Em se tratando de pesquisa histórica séria acerca do Holocausto, há ainda muito campo para o debate intelectual, como ocorre na República Federal da Alemanha, desde a década de 70, por exemplo, nos trabalhos de historiadores como Martin Broszat e Hans Mommsen, em que são apresentadas diferentes interpretações do holocausto. Mas isso não leva nenhum deles a negar o fato do extermínio dos judeus, ciganos, homossexuais etc.
Enfim, quem faz ciência sujeita-se ao julgamento da verdade e do erro. Mas quem faz retórica não pode eximir-se da responsabilidade por suas intenções e mesmo das consequências até criminosas de suas opiniões. De outro modo não existiria a calúnia, a injúria e a difamação. Ou, como já havia sentenciado na Alemanha sua Suprema Corte (caso Auschwitzlúge, 1994), dizer que "no Terceiro Reich não teria havido a perseguição aos judeus é uma afirmação fálica que, segundo incontáveis relatos de testemunhas oculares, confirmações em inúmeros juízos criminais e o conhecimento da ciência histórica, é comprovadamente falsa.
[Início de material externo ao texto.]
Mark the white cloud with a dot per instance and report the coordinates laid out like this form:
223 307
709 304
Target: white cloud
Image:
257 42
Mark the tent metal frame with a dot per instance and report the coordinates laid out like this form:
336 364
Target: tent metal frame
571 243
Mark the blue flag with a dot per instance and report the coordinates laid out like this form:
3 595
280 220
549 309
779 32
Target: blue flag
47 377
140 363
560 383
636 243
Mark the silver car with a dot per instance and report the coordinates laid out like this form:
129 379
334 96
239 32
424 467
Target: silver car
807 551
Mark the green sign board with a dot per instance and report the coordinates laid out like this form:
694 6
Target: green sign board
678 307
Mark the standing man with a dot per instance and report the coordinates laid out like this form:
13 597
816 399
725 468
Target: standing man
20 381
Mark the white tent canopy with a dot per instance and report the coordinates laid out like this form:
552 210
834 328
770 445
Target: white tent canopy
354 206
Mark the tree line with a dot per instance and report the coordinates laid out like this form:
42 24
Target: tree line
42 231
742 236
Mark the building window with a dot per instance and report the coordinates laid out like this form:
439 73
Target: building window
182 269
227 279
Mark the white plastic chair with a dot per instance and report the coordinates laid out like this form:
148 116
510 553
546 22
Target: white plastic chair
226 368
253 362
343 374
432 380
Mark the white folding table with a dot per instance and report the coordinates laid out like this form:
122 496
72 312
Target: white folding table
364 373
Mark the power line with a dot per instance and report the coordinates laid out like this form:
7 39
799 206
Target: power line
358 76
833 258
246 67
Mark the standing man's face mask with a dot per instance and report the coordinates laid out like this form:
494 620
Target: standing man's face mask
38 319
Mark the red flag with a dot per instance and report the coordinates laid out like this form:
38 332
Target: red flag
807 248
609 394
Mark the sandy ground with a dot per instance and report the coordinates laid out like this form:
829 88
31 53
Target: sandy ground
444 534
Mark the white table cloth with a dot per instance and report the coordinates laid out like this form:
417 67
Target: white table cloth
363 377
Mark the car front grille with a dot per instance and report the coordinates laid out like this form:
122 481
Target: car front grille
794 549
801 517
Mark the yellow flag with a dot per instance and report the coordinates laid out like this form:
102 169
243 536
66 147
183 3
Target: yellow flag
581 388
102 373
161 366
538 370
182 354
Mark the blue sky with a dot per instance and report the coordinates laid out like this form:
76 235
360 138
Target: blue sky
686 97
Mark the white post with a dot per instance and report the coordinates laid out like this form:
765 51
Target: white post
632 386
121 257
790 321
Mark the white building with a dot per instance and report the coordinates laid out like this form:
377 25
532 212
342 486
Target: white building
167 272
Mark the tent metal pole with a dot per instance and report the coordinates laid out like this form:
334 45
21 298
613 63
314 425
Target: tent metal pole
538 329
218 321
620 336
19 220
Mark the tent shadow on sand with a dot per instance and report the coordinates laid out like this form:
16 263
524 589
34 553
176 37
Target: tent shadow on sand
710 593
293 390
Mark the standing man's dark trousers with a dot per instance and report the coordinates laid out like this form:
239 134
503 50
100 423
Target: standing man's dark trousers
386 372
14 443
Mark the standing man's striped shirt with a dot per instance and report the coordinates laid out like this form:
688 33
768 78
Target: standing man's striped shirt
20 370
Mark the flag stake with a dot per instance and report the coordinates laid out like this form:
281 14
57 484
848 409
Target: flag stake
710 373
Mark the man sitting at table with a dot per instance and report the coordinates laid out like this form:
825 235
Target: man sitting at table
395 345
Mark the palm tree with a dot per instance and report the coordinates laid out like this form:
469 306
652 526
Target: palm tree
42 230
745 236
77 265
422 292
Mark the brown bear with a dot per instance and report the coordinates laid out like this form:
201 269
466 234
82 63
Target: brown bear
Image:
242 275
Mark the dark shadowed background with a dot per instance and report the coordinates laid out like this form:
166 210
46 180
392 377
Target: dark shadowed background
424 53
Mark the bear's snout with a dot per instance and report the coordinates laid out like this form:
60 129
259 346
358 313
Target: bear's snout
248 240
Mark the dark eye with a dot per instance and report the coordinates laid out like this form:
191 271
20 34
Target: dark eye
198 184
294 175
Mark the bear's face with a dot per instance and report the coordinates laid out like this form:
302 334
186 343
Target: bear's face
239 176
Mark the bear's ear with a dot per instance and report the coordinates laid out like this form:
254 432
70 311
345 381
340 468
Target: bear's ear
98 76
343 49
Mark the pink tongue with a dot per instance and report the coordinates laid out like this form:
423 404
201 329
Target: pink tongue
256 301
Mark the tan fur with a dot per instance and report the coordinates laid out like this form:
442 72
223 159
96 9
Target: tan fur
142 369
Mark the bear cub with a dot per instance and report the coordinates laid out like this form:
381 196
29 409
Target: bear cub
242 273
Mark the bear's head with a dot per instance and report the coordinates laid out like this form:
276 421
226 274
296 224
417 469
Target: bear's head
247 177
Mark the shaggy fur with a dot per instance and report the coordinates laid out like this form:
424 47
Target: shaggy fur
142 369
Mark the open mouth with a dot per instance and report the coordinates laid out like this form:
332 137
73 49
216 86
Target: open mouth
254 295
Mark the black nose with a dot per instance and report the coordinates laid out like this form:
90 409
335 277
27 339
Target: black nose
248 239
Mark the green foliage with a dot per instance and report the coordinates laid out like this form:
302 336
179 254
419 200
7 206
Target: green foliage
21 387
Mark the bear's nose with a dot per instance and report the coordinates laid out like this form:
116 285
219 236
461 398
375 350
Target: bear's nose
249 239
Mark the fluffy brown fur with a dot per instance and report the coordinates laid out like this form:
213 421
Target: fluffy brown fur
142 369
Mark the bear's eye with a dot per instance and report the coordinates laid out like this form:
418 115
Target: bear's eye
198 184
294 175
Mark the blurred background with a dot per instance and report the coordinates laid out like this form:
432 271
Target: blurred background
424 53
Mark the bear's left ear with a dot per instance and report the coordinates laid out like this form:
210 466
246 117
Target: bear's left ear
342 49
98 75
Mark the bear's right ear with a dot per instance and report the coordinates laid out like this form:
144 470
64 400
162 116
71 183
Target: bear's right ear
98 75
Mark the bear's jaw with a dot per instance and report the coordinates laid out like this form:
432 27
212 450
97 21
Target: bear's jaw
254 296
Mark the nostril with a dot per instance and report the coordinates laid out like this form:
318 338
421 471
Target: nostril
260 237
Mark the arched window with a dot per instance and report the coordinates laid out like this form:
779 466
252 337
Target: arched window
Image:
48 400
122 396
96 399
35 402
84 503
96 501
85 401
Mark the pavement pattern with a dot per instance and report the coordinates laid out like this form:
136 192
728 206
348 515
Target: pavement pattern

Em si, uma afirmação com esse conteúdo não goza, portanto, da proteção à liberdade de opinião”. Em consequência, a corte alemã condena afirmações “históricas” desse gênero, por serem uma séria infração constitucional que conecta a negação, no Terceiro Reich, do extermínio judaico por motivos racistas com uma agressão à dignidade do sobrevivente povo judeu.
Não foi outro o teor da importante decisão da Suprema Corte brasileira ao ponderar, afinal, sobre os limites da liberdade de opinião.
Fonte: FOLHA DE SÃO PAULO TENDÊNCIAS/DEBATES – 19.09.2003.